Bonfatti acusó a Berni de utilizar métodos nazi de propaganda

\\"Miente, miente, que algo quedará\\", dijo el gobernador al cuestionar declaraciones del secretario de Seguridad de la Nación. El funcionario había cuestionado la actitud del mandatario frente al narcotráfico.

 El gobernador Antonio Bonfatti y el secretario de Seguridad de la Nación, Sergio Berni, sumaron ayer un nuevo capítulo en la dura polémica entre la Casa Rosada y la gestión del Frente Progresista santafesino por el narcotráfico en Rosario.

"Miente, miente, que algo quedará, eso decía la propaganda nazi. Ha habido algunas expresiones inconducentes por parte de algunos dirigentes del justicialismo y todos los días somos blanco de críticas cuando, si hay alguna dificultad, los argentinos tenemos que darnos una mano", aseguró el mandatario.

El gobernador evaluó que la Casa Rosada apunta contra su administración porque "le molesta saber que no gobierna la provincia" y, si bien admitió que en Santa Fe "hay un incremento de la violencia", señaló que "el 87 por ciento de los homicidios fue entre gente que se conocía, que se peleaba por la novia o por dominio territorial de un barrio".

Combate. "En todo el mundo ha crecido el narcotráfico. Tenemos que afrontarlo todos juntos, Nación con otras naciones, con la provincia y con los municipios", subrayó el gobernador.

Bonfatti abandonó la mesura en sus declaraciones luego de que Berni señalara que su actitud en la gestión "roza la complicidad por acción u omisión" con el narcotráfico, y le enrostrara al mandatario su propuesta para abrir el debate a la legalización de algunas drogas blandas, como la marihuana, en un intento por atenuar el delito y la violencia que rodea el negocio del narcotráfico.

"Que (Berni) se ponga a disposición del gobierno provincial, que es lo que corresponde a un secretario de Seguridad de la Nación. Que trabaje de forma conjunta porque como lo está haciendo creo que le hace muy mal a los santafesinos", agregó el gobernador.

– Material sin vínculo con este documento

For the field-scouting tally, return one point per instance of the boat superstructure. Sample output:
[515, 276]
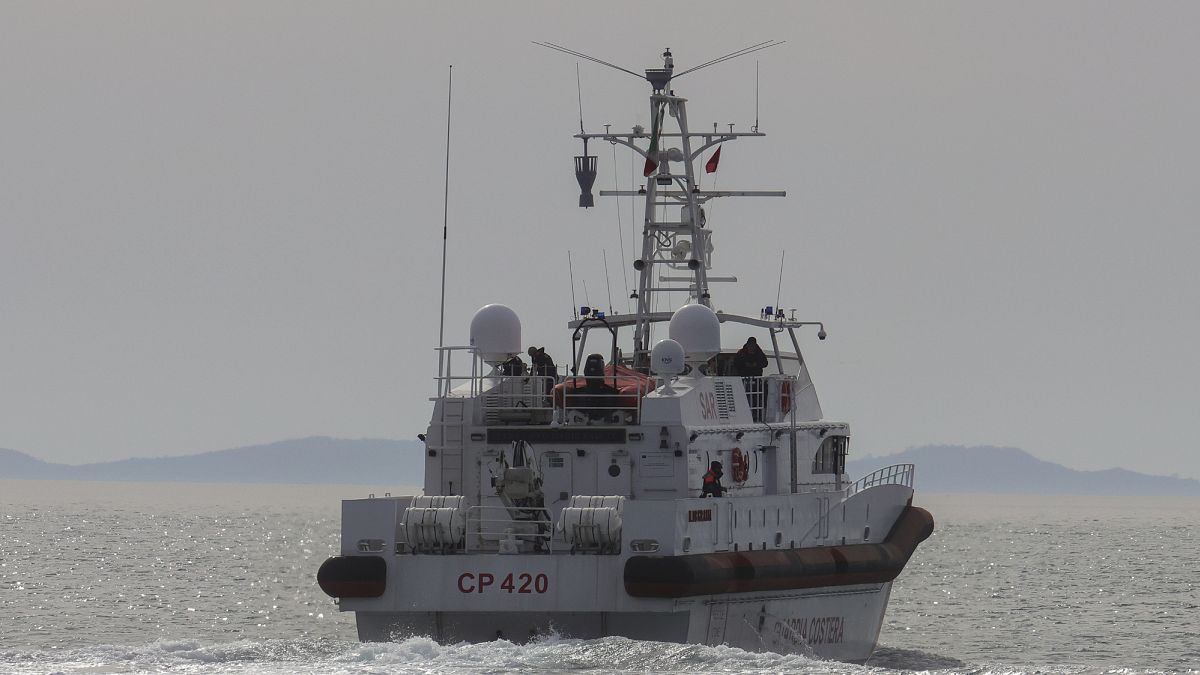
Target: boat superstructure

Rápidamente, el funcionario salió al cruce y consideró que "si con alguien tiene que estar enojado (Bonfatti) es con él mismo y con su gestión, porque —sostuvo— arroja números en las estadísticas criminales que superan la media estándar del país".

Además, Berni negó que la Nación haya quitado efectivos de la Gendarmería nacional que patrullaban las rutas linderas a Rosario.

"El móvil 2 es exactamente eso, un móvil y se mueven por todo el país. Hay 17 mil policías en Santa Fe, más 2.100 efectivos federales, más del diez por ciento de las fuerzas de seguridad de Santa Fe son federales", explicó, al tiempo que contraatacó: "La de Santa Fe es la policía que menos ha crecido en los últimos cuatro años: en 2008 tenía 17.400 efectivos y en 2012 17.800. Me parece que el gobernador debe ser más cuidadoso con lo que dice".

En ese sentido, Berni aseguró que "crecer 300 policías en los últimos cuatro años cuando dice que está comprometido en la lucha contra el delito me parece que esos número indican que no".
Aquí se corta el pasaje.